Ravana has close relations with his maternal uncles, Marichi and Subahu, who help him abduct Sita
The maternal uncle plays a very important role in Hindu scriptures. He is called the ‘Maama’. He is the brother who visits his sister’s house during the rakhi festival. She visits his house during Bhai Dooj, the final day of Diwali. He watches over her welfare. It is an acknowledged phenomenon in Hindu families. In Purana, mountains are considered brothers of rivers. Many stories in the great Indian epics such as the Ramayana and the Mahabharata involve maternal uncles.
Ram’s maternal uncle is Kausalya’s brother. In some versions of the tale, it is said that Dashrata, king of Varanasi, fought the king of Kosala and to make peace and merge the two kingdoms, he married Kausalya, the princess of Kosala.

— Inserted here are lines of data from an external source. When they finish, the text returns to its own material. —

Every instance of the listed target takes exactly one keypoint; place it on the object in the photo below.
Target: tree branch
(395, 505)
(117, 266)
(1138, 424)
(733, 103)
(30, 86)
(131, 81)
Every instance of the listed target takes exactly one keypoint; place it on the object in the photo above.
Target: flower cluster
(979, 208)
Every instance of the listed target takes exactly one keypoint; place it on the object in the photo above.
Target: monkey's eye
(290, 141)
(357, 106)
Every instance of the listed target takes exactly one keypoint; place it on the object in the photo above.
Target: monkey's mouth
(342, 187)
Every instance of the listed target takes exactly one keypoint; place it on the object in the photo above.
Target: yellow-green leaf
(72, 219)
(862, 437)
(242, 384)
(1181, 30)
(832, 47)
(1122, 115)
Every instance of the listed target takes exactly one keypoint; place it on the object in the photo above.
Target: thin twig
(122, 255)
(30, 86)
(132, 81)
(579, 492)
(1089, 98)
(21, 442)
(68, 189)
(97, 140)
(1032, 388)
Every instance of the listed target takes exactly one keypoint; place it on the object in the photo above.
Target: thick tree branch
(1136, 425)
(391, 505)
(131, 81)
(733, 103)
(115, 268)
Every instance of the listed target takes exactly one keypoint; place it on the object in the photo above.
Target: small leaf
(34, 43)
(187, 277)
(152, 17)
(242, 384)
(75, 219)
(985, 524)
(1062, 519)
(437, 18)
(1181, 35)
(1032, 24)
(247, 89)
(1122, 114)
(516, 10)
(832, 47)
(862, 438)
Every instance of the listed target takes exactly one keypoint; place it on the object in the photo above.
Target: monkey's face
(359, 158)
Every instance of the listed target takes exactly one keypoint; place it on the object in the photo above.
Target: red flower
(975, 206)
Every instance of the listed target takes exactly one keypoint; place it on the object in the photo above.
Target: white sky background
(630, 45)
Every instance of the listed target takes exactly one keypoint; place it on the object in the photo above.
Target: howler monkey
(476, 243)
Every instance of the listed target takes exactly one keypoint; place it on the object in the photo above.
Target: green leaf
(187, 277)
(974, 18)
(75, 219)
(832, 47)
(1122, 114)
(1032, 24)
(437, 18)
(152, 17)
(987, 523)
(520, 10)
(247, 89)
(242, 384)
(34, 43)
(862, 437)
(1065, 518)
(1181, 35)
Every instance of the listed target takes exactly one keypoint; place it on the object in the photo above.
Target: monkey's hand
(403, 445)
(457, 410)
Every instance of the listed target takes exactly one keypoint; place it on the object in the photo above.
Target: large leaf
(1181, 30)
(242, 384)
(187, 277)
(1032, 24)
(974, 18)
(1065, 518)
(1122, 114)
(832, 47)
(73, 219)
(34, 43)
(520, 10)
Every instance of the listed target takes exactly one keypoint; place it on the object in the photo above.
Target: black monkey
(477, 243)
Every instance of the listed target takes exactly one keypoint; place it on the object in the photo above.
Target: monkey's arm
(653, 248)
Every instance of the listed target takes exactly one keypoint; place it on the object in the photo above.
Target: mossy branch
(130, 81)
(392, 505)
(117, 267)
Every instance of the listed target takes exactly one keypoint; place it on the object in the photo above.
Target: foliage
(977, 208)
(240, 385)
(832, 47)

Nothing much is known about Ram’s maternal uncle though. We do know that Bharat is raised in the house of his maternal uncle, sometimes called Yudhajit. Ravana has close relations with his maternal uncles, Marichi and Subahu, who help him abduct Sita.
In the Mahabharata, we hear of Shakuni and Vasudev. Shakuni is the maternal uncle of the Kauravas, and Vasudev is the maternal uncle of the Pandavas. Kansa is the maternal uncle of Krishna. Each has a different character making us wonder what kind of maternal uncle we want in our life.
There is Kansa mama, the one who wants to kill the nephew and is eventually killed by the nephew. This is a rare case in Indian mythology where the younger generation strikes against the older generation. Then there is Shakuni who is allegedly supporting the Kauravas, but his advice eventually caused the downfall of the Kauravas. Finally, there is Vasudeva who doesn’t play a direct role in the life of Pandavas but does lend his support through his son, Krishna. The Mahabharata war can be seen as a battle between two maternal uncles—Shakuni of the Kauravas and Vasudeva of the Pandavas.
Other significant maternal uncles include Shalya, the king of Madra, whose nephews are the twins Nakul and Sahadeva. He is shown as unable to decide on whose side he should fight, the Pandavas or the Kauravas. He is made charioteer of Karna, but demotivates Karna by praising the Pandavas. Eventually he becomes the commander of the Kaurava army and is killed by Yudhishtira.
In Krishna lore, Krishna has a strained relationship with Rukmini’s brother Rukmi who opposes their wedding. But later they reconcile. Rukmi’s daughter even marries Rukmini’s son Pradyumna. This is a case of cousin marriage, common in South India, but not in North India. In some versions, we hear of a gambling match between Rukmi and Krishna’s brother Balaram which turns violent and Balarama kills Rukmi.
Even though Krishna is maternal uncle of Abhimanyu, he is unable to save his nephew during the Mahabharata war. Later Abhimanyu’s son, Parikshit, is the only surviving heir of the Pandavas and inherits Kurukshetra. This story is significant for it means a descendent of Krishna ends up ruling the kingdom of Hastinapur. Long ago, Krishna’s ancestor Yadu who was the crown prince of Hastinapur was stripped of his crown by his own father and the crown was given to his youngest brother Puru. Puru’s descendents Pandavas and Kauravas fight a terrible war that destroys each other, but thanks to Yadu’s descendent Krishna, whose sister Subhadra elopes with Arjuna, a child is born who inherits what was denied to an ancestor.